In spite of a rough legislative session, officials still hold out hope for the SWLRT.

southwest light rail, light rail
Light Rail stops for passengers near U.S Bank Stadium. (Preya Samsundar/Alpha News)

MINNEAPOLIS – In spite of the Minnesota legislature’s prohibition on state money going to the Southwest Light Rail Transit (SWLRT) project, officials involved in the project are still optimistic that funding will be secured from elsewhere.

While the legislature passed a bill to prohibit state funds from paying for operating costs for the SWLRT, Hennepin County now plans to pick up those costs, reports KSTP.

“(The) Southwest light rail project is on (the) best footing it’s been in quite some time,” Metropolitan Council Chairman Adam Duininck told KSTP.

For Hennepin County this is yet another cost of the SWLRT, as the county is expected to shoulder another $103.5 million of the project following the dissolution of the Counties Transit Improvement Board, reports the Minneapolis/St. Paul Business Journal. As a result, sales taxes in the county may go up from a quarter cent to a half-cent to fund transportation projects including the SWLRT.

However, the project is still $900 million short, with officials’ hopes hanging on the Trump administration and the Republican-led Congress.

“I think transit is gonna be well funded through the Congress and through the President’s budget,” Duininck told KSTP. “Even though his own budget doesn’t support it the Congress does and so at the federal level I feel good about that and then i feel good about the progress we’ve made at the legislature this year to keep Southwest moving.”

Eighty-four Republicans in the Minnesota legislature sent a letter to U.S. Secretary of Transportation Elaine Chao asking that the Trump administration refuse to grant the necessary funding for the SWLRT. State Sen. Dave Osmek (R-Mound) and State Rep. Linda Runbeck (R-Circle Pines) also introduced resolutions into their respective chambers asking the Federal Transit Administration to deny requests for funding for the SWLRT.

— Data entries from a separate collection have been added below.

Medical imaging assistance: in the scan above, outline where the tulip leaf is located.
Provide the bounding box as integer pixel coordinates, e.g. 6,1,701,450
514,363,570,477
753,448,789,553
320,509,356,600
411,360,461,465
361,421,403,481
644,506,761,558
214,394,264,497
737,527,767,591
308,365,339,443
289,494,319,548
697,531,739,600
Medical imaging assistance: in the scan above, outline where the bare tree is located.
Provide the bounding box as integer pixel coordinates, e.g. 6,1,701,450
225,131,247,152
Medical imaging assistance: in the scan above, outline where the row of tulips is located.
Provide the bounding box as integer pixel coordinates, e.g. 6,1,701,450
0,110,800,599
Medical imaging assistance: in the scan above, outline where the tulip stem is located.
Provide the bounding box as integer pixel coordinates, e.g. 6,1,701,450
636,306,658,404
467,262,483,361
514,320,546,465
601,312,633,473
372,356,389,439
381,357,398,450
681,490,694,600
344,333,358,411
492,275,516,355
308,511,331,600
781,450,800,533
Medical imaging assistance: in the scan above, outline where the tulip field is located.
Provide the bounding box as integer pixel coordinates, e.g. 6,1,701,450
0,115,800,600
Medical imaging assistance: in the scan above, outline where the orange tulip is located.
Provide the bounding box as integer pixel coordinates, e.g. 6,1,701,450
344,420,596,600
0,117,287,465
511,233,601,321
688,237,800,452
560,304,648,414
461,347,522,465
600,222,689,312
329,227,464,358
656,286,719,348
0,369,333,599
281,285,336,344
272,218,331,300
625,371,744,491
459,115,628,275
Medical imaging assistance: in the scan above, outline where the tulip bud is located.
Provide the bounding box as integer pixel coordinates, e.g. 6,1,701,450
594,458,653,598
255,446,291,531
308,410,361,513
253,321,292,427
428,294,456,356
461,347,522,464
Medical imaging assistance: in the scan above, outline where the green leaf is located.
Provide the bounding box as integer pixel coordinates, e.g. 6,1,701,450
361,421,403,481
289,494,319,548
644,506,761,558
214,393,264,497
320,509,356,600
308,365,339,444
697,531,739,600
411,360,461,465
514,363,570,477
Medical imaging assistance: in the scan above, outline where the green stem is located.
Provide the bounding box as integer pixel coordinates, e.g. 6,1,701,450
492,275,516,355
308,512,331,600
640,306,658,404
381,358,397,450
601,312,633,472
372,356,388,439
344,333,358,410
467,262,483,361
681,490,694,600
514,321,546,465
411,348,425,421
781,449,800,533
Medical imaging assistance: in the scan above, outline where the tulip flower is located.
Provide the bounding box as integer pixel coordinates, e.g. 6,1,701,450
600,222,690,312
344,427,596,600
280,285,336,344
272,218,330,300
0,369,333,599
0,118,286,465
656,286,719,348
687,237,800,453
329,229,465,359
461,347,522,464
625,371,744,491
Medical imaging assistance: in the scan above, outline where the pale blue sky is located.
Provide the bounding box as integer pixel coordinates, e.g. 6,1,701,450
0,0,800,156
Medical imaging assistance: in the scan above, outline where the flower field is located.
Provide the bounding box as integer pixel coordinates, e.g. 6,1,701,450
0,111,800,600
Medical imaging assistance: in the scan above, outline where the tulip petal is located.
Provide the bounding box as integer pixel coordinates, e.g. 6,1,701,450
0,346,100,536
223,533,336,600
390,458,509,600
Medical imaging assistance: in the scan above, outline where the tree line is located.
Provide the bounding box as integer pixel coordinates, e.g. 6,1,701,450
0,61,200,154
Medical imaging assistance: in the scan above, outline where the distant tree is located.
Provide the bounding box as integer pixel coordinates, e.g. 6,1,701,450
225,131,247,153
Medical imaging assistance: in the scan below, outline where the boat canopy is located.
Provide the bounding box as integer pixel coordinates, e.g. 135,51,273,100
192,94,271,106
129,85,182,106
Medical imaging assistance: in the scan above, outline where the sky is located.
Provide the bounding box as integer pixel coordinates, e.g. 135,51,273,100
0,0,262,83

U.S. Rep. Jason Lewis is also strongly opposed to the SWLRT. He wrote to Budget Director Mick Mulvaney and to Secretary of Transportation Elaine Chao in May asking that the project not be funded, reports Northfield News.

“Our kids’ future is endangered by a ballooning $20 trillion national debt, and tackling wasteful spending is one of the main reasons why I came to Washington,” Lewis said in a press release.